Some of my fondest memories of my father were of seeing him working in his art studio in our home. My father was an architect by trade but his passion laid in comic book art and cartooning. I remember seeing him come home from work and creating his own comic books based on Asian mythology. I remember how masterfully he told the story of the dragon that married an angel and had fifty boys and fifty girls that would eventually become mankind. The seamlessness of the storytelling was only matched by my father’s vibrant ink and water colored art on the 11x17 Bristol board.
Those sessions watching my father create entire worlds gave me many gifts. They gave me lifelong memories of my father that I hold onto dearly to this day even though I have lived more years with him gone than with him alive since he passed away when I was only six-years-old. It was through my father’s love of sequential art and graphic storytelling that I would fall in love with Marvel Comics in the 1980s. Most importantly, these sessions watching my father work also showed me that I too had the ability to create entire worlds with my own hands.
After my father passed away, I began writing and drawing my own comic books too. I became obsessive, as though creating sequential art pages somehow acted as a time machine that brought me back to his studio with him. I would draw a 9-panel comic book story on any piece of paper I could get my hands onto, and it was more than once that I got into trouble at school for a having a fully colored 9-panel comic story on the back of my homework assignments with ink bleeding through the other side of the sheet. Even now when I run into people who knew me as a child, the first thing they bring up is remembering how I would draw all of the time.
Back then, I had a very lucid goal of what I wanted to be when I grew up – a comic book artist. Following the heroes in Marvel Comics is what brought me the most joy because the heroes were so sympathetic: Peter Parker’s parents were dead and he became the man of the house much too early to financially support his aunt, Bruce Banner was brilliant and could do anything he set his mind to but had to control the rage growing inside of him in order to not lash out at the people he loved, and Steve Rogers was a man out of time in a world that was so foreign to the one he once knew. These stories deeply moved me but when I would try to discuss them with my friends at school, no one knew what the heck I was talking about. It seemed like the only art form that moved everyone else the same way comics moved me was cinema. So from that moment forward, I rededicated my life and decided to become a filmmaker. I dedicated myself to telling stories through moving pictures instead of still panels.

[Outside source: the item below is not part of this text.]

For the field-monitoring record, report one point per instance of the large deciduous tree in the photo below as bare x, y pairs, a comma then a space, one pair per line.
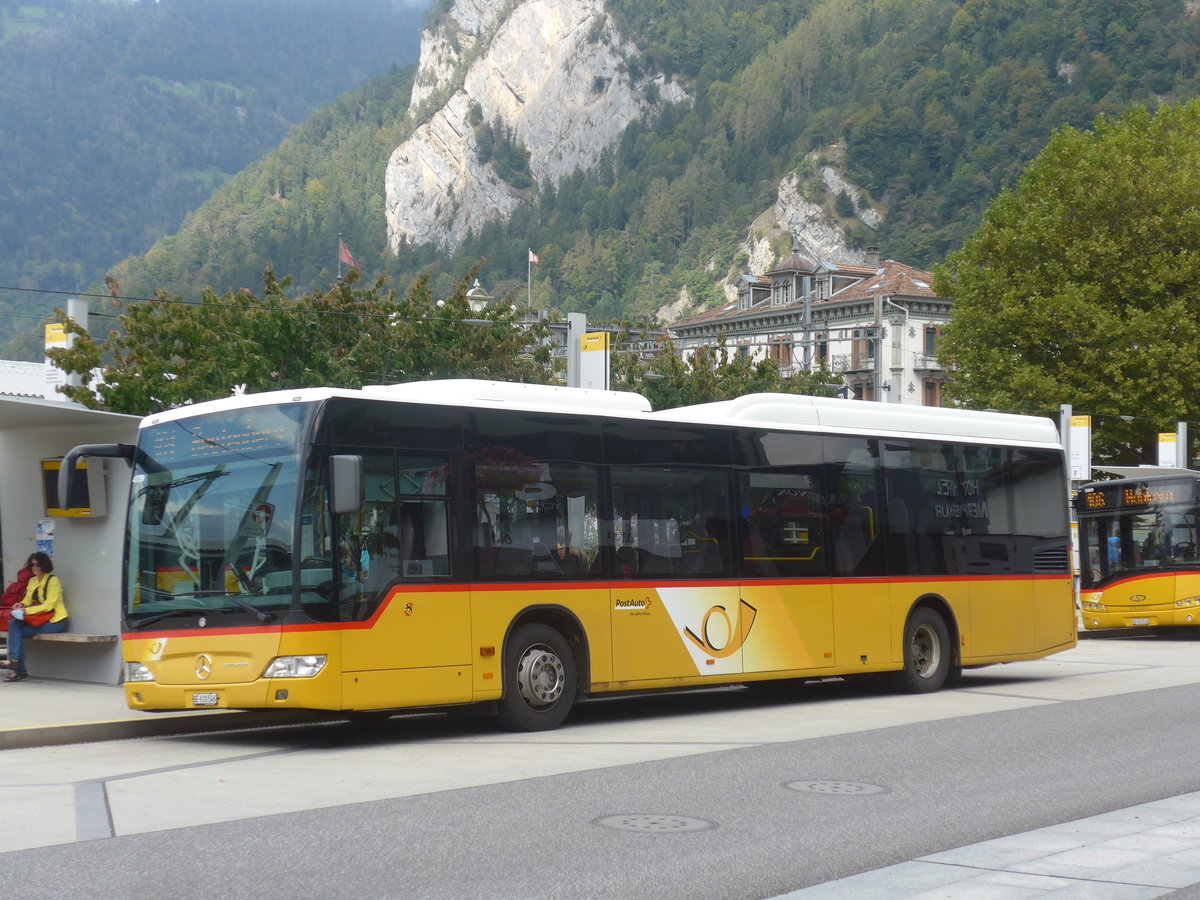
1083, 283
166, 352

I then spent fifteen years going through the ups and downs of being a professional filmmaker. There were so many close moments to getting huge projects realized, but like so many other filmmakers, I kept running head first into the colossal barrier of entry – financing. Filmmaking is a lot different than graphic art in that it requires a ton of money just to get going since even low budget films costs a small fortune. Another major issue that abruptly halts getting projects made is dealing with the extremely difficult personalities. Any professional filmmaker will tell you that there are guardians who don’t want your material and don’t want you to succeed either. Even if you’re a one-man production company like Robert Rodriguez, there are only so many jobs you can do on a production. You will ultimately have to rely on other people who may be there for the wrong reasons. On more than one occasion, I found myself retreating back to the world of illustrating sequential art on commission just to make ends meet.
Things changed dramatically after I bowed out from the industry. Besides having a steady paycheck, lifestyle and insurance, I was able to really get back to the things that made me -- ME! I already had such a huge backlog of fully written feature length screenplays that I could use to rekindle my love with sequential art and storytelling. Writing and drawing my own comic books again has given me a sense of joy that I haven’t felt since being in my father’s studio all of those years ago.
Another thing that has changed dramatically over the years is self publishing comic books is easier than ever now. I remember back in college when I tried to do a small publishing of an original comic book, I would have to pay Ka-blam for printing the copies of the comic book then distribute through Diamond. After all was said and done, I would’ve spent as much as I would’ve to produce an art house film and my reach would’ve been much smaller. Things are a lot less expensive now. I’m not a purely digital artist, so I still have to buy the Bristol board to draw and ink on and the alcohol markers to color with. I don’t have to deal with any difficult personalities since I can literally write, draw, ink, color and letter all by myself. And thanks to Google Play, I can digitally distribute my comic books simultaneously all over the world. I have picked up right where I left off before I caught the film bug and can create worlds with my hands for very little money at all, but now I actually get to share that world with others.
The most magical aspect of life is how it comes full circle. I’m a father myself and my daughter has seen me draw throughout her entire life. Recently, my daughter has downloaded my own self-created digital comics from Google Play and it has sparked her interest in creating her own comics. I hope that one day she will be passing the same love for creating worlds to her children like her grandfather did for me decades ago.